## ln |u| + c

### In mathematics, ln (pronounced “natural logarithm”) refers to the natural logarithm function with a base of “e,” where e is a mathematical constant approximately equal to 2

In mathematics, ln (pronounced “natural logarithm”) refers to the natural logarithm function with a base of “e,” where e is a mathematical constant approximately equal to 2.71828.

The expression ln |u| + c represents the antiderivative of the absolute value of function u, plus a constant c. This expression can also be referred to as the indefinite integral of ln |u|.

To understand this expression further, let’s break it down:

1. The absolute value of a function |u| is a mathematical notation that represents the positive magnitude of the function, regardless of its sign. This ensures that the resulting value is always non-negative.

2. ln |u| represents the natural logarithm of the absolute value of function u. This means that the value of u inside the logarithm can be positive or negative, but it must not be zero. The natural logarithm function ln is the inverse of the exponential function e^x, where x is the input.

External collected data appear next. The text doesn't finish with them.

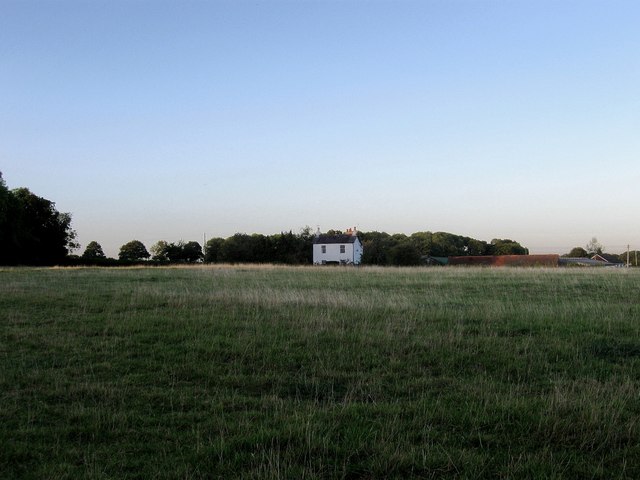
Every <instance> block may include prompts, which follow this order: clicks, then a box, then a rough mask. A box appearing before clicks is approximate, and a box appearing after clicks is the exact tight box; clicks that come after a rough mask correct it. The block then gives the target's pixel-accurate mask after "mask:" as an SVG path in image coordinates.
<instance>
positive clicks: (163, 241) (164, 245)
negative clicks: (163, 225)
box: [151, 240, 169, 262]
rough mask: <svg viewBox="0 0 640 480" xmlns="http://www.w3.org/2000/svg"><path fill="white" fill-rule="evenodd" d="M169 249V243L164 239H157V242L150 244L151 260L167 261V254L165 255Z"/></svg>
mask: <svg viewBox="0 0 640 480" xmlns="http://www.w3.org/2000/svg"><path fill="white" fill-rule="evenodd" d="M168 249H169V244H168V243H167V242H165V241H164V240H159V241H158V242H156V243H154V244H153V245H151V254H152V257H151V260H154V261H156V262H167V261H169V256H168V255H167V251H168Z"/></svg>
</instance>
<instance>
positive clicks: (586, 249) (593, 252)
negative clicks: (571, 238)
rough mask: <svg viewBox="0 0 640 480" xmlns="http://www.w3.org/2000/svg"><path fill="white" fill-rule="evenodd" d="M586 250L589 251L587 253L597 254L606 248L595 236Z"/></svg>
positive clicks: (588, 253)
mask: <svg viewBox="0 0 640 480" xmlns="http://www.w3.org/2000/svg"><path fill="white" fill-rule="evenodd" d="M585 250H586V251H587V255H595V254H601V253H602V252H603V250H604V247H603V246H602V245H601V244H600V243H599V242H598V239H597V238H596V237H593V238H592V239H591V240H590V241H589V243H587V245H586V246H585Z"/></svg>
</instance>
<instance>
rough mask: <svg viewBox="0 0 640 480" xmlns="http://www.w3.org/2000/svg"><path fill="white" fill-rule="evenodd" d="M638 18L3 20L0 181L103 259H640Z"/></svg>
mask: <svg viewBox="0 0 640 480" xmlns="http://www.w3.org/2000/svg"><path fill="white" fill-rule="evenodd" d="M639 21H640V2H637V1H635V0H634V1H622V0H599V1H594V0H579V1H578V0H566V1H565V0H532V1H529V0H424V1H409V0H394V1H391V0H388V1H382V0H326V1H312V0H300V1H293V0H291V1H275V0H274V1H267V0H263V1H245V0H234V1H184V0H180V1H178V0H176V1H163V0H159V1H151V0H127V1H124V0H108V1H107V0H104V1H103V0H85V1H69V0H37V1H36V0H17V1H16V0H2V1H1V2H0V171H1V172H2V174H3V177H4V179H5V181H6V183H7V185H8V186H9V187H10V188H17V187H27V188H29V189H30V190H31V191H32V192H34V193H35V194H37V195H39V196H42V197H44V198H47V199H49V200H52V201H54V202H56V207H57V209H58V210H59V211H61V212H69V213H71V214H72V217H73V228H74V229H75V230H76V231H77V234H78V240H79V242H80V244H81V248H80V250H78V252H77V253H82V251H83V250H84V247H85V246H86V245H87V244H88V243H89V242H90V241H92V240H95V241H97V242H99V243H100V244H101V245H102V247H103V249H104V250H105V253H107V255H109V256H117V254H118V251H119V248H120V246H121V245H123V244H124V243H126V242H128V241H130V240H133V239H137V240H140V241H142V242H143V243H144V244H145V245H146V246H147V248H149V247H150V246H151V245H153V244H154V243H155V242H157V241H158V240H166V241H169V242H174V241H179V240H184V241H191V240H195V241H199V242H200V243H202V241H203V239H204V238H205V237H206V238H212V237H223V238H226V237H228V236H231V235H233V234H234V233H236V232H242V233H262V234H275V233H280V232H281V231H289V230H292V231H294V232H298V231H300V230H301V229H302V228H303V227H305V226H307V225H308V226H310V227H311V228H312V229H314V230H315V229H316V228H317V227H320V228H321V229H322V230H328V229H343V230H344V229H347V228H348V227H353V226H356V227H357V228H358V229H359V230H362V231H386V232H389V233H406V234H411V233H413V232H417V231H432V232H436V231H446V232H451V233H455V234H459V235H465V236H470V237H473V238H477V239H480V240H486V241H490V240H491V239H493V238H509V239H513V240H516V241H518V242H520V243H521V244H522V245H524V246H526V247H528V248H529V249H530V251H531V253H561V254H562V253H566V252H568V251H569V250H570V249H571V248H572V247H575V246H584V245H586V243H587V242H589V240H590V239H591V238H592V237H597V239H598V241H599V242H600V243H601V244H603V245H604V247H605V250H606V251H608V252H611V253H621V252H622V251H625V250H626V246H627V245H628V244H630V245H631V248H632V249H640V224H639V223H638V222H637V220H636V218H637V213H638V206H639V200H640V193H639V192H640V190H639V189H638V188H637V185H638V184H640V161H639V156H638V154H639V153H640V135H639V134H638V132H639V131H640V129H639V127H640V28H638V22H639Z"/></svg>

3. The “+ c” at the end of the expression represents the constant of integration. When finding the antiderivative of a function, we add this constant to account for all possible solutions.

In summary, ln |u| + c represents the antiderivative of the absolute value of function u, where the logarithm is applied to the magnitude of u, regardless of its sign. The constant c accounts for all potential solutions.

It is important to note that to find the specific solution for a given function u, additional information or constraints are necessary. This could include initial conditions or specific boundaries.